Tutorial

This tutorial will run the RevMet method on a set of 600 nanopore reads using Illumina genome skims for 7 species at around 0.2x coverage. The coverage level has been reduced in order to make the tutorial run quicker - for real data, we recommend higher coverage.

The example below has been designed to run on a laptop/desktop computer, with alignments running in series. Much greater performance can be achieved by running in parallel on High Performance Computing (HPC).

On a 2017 2.9Ghz i7 quad core MacBook Pro, this example takes around 8 minutes to run.

A number of dependencies should be installed prior to this tutorial - python, minimap2, and SAMtools.

  1. Download the example RevMet dataset from here and uncompress:

    tar -xvf revmet_example.tar.gz
    
  2. Change into the directory:

    cd revmet_example
    
  3. Run the revmet example bash script:

    sh revmet_example.sh
    
  4. To view the read counts for each of the constituent species:

    cat output/mock_mix_1_1_bin_counts.txt
    
  5. To view the species composition of the sample as percentages:

    cat output/mock_mix_1_1_bin_percentges.txt
    

How the example RevMet script works

  1. At the top of the revmet_example.sh script, file location and mapping variables are assigned:

    skim_refs_dir=skim_refs
    nanopore_reads=nanopore_reads/mock_mix_1_1.fasta
    output_dir=output
    scripts_dir=scripts
    mapq=0
    include_flag_f=0
    exclude_flag_F=2308
    
  2. The script then loops through the reference genome skims and maps each of them to the long reads of a nanopore-sequenced sample, which for this example is mock_mix_1_1.fasta, a 600 read DNA mock mix subset. We are using minimap2 here due to its speed. However, in our study we assigned a greater number of nanopore reads and experienced fewer false positive results by mapping with BWA-MEM using a strict MAPping Quality (MAPQ) of 60.

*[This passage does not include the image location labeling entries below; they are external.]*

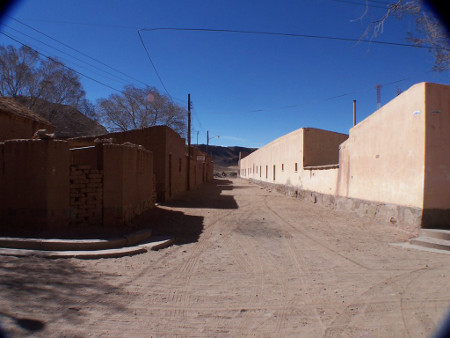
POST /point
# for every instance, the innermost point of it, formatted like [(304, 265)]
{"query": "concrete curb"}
[(155, 243), (421, 248), (74, 244)]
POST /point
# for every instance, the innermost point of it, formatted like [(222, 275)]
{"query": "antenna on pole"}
[(189, 144), (378, 87)]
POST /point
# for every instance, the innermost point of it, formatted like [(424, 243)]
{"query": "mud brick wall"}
[(86, 196), (34, 185)]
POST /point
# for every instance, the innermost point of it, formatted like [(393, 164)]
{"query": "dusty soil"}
[(247, 262)]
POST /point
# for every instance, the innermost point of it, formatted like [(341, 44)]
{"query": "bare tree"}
[(35, 82), (429, 31), (18, 69), (136, 108)]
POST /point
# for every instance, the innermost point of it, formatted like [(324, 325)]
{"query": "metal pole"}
[(189, 144)]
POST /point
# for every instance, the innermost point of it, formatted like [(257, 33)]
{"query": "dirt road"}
[(247, 262)]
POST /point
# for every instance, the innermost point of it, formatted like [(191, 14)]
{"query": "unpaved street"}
[(247, 262)]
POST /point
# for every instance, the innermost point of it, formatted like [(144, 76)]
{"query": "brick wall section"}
[(86, 196), (34, 185)]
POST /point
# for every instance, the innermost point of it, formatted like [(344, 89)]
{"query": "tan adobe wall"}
[(321, 147), (86, 196), (286, 155), (127, 182), (395, 163), (166, 145), (34, 185), (436, 197), (17, 127), (383, 159)]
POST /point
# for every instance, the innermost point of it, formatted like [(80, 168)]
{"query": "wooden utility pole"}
[(207, 141), (189, 144)]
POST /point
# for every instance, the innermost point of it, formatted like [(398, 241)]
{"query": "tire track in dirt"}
[(361, 301), (419, 318), (333, 253)]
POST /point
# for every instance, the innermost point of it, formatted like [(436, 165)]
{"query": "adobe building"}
[(394, 165), (45, 187), (169, 158), (19, 122)]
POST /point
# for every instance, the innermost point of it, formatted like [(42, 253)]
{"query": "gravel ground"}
[(247, 262)]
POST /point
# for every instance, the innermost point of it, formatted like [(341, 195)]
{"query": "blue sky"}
[(247, 89)]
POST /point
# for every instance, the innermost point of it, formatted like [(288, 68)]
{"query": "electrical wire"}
[(362, 4), (153, 65), (323, 37)]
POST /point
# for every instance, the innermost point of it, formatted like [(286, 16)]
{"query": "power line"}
[(56, 61), (323, 37), (264, 109), (362, 4), (153, 65), (76, 50)]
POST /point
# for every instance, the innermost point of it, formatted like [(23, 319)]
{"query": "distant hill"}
[(69, 121), (224, 157)]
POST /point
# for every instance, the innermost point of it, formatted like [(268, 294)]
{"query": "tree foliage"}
[(429, 31), (136, 108), (24, 74)]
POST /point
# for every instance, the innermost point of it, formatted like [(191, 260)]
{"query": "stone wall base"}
[(406, 218)]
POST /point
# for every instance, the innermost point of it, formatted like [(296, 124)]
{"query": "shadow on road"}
[(65, 291), (164, 220), (206, 196)]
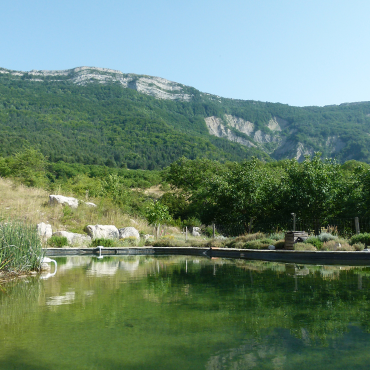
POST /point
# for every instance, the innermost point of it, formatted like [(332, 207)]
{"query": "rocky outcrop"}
[(240, 124), (129, 232), (102, 231), (74, 239), (216, 128), (44, 230), (157, 87), (60, 199)]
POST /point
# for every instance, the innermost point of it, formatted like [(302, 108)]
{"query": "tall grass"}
[(20, 247)]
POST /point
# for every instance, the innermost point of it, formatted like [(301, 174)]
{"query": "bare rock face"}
[(44, 230), (74, 240), (216, 128), (127, 232), (60, 199), (158, 87), (102, 231)]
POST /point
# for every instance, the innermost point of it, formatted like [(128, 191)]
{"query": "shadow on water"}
[(21, 359), (187, 313)]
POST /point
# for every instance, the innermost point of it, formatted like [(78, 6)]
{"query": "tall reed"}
[(20, 247)]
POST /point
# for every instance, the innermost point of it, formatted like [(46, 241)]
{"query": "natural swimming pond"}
[(146, 312)]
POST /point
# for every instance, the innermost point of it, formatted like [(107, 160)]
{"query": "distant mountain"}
[(103, 116)]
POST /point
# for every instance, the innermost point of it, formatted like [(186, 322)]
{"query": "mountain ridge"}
[(268, 130)]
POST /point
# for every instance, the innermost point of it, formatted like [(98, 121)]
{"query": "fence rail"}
[(345, 227)]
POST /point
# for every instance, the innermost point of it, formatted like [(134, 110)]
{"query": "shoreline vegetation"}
[(189, 193)]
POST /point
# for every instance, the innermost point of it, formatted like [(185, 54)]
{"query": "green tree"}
[(157, 213)]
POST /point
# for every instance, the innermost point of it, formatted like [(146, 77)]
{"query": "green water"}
[(186, 313)]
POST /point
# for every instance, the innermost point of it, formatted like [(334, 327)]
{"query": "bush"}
[(359, 246), (325, 237), (277, 236), (280, 244), (130, 241), (360, 238), (334, 245), (208, 231), (57, 241), (314, 241), (106, 243), (304, 247)]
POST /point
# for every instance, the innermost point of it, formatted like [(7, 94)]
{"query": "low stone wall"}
[(301, 257)]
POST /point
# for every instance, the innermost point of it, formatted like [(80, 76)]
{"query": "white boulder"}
[(102, 231), (127, 232), (44, 230), (196, 231), (90, 204), (74, 239), (60, 199)]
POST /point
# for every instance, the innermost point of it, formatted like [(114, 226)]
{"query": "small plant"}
[(57, 241), (314, 241), (106, 243), (131, 241), (304, 247), (20, 247), (280, 244), (360, 238), (325, 237), (277, 236), (359, 246), (334, 245)]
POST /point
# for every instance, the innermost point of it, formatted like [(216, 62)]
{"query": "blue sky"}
[(289, 51)]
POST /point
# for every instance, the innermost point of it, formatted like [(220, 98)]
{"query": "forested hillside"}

  3. SAMtools filters the alignment files based on the include (-f) and exclude (-F) flags set in the variables section. In this case we use exclude 2308, therefore SAMtools removes unmapped, secondary, and supplementary alignments (For more information, see Decoding SAM flags).


  4. SAMtools then sorts and indexes each alignment file before calculating the depth of mapping coverage at each long-read position using the SAMtools depth function.


  5. A custom python script, ‘percent_coverage_from_depth_file.py’, uses these depth files to calculate ‘percent coverage’ for each long read, defined as the fraction of nucleotide positions that were mapped to by one or more reference-skim Illumina reads.


  6. The percent coverage files, each of which contain the % coverage values for every mock mix 1.1 nanopore read from a particular skim dataset, are concatenated into one file. The python script ‘minion_read_bin_from_perc_cov.py’ uses this concatenated file to uniquely assign each nanopore read to the reference species that mapped with the highest % coverage.


  7. The number of long reads binned to each species is counted with the ‘minion_read_bin_counts_from_perc_cov_binned_with_threshold.py’ script, which can also filter reads into “unassigned” based on % coverage thresholds. By default, if the highest percent coverage for a read is <15% its identity is judged to be ambiguous and it is left unassigned.


  8. Finally, the ‘convert_minion_read_counts_to_percentages.py’ script implements a 1% minimum-abundance filter, which sets plant species represented by fewer than 1% of the total assigned long reads to zero before converting the remaining read counts to percentages. The minimum-abundance filter threshold can be altered with the “-t” flag.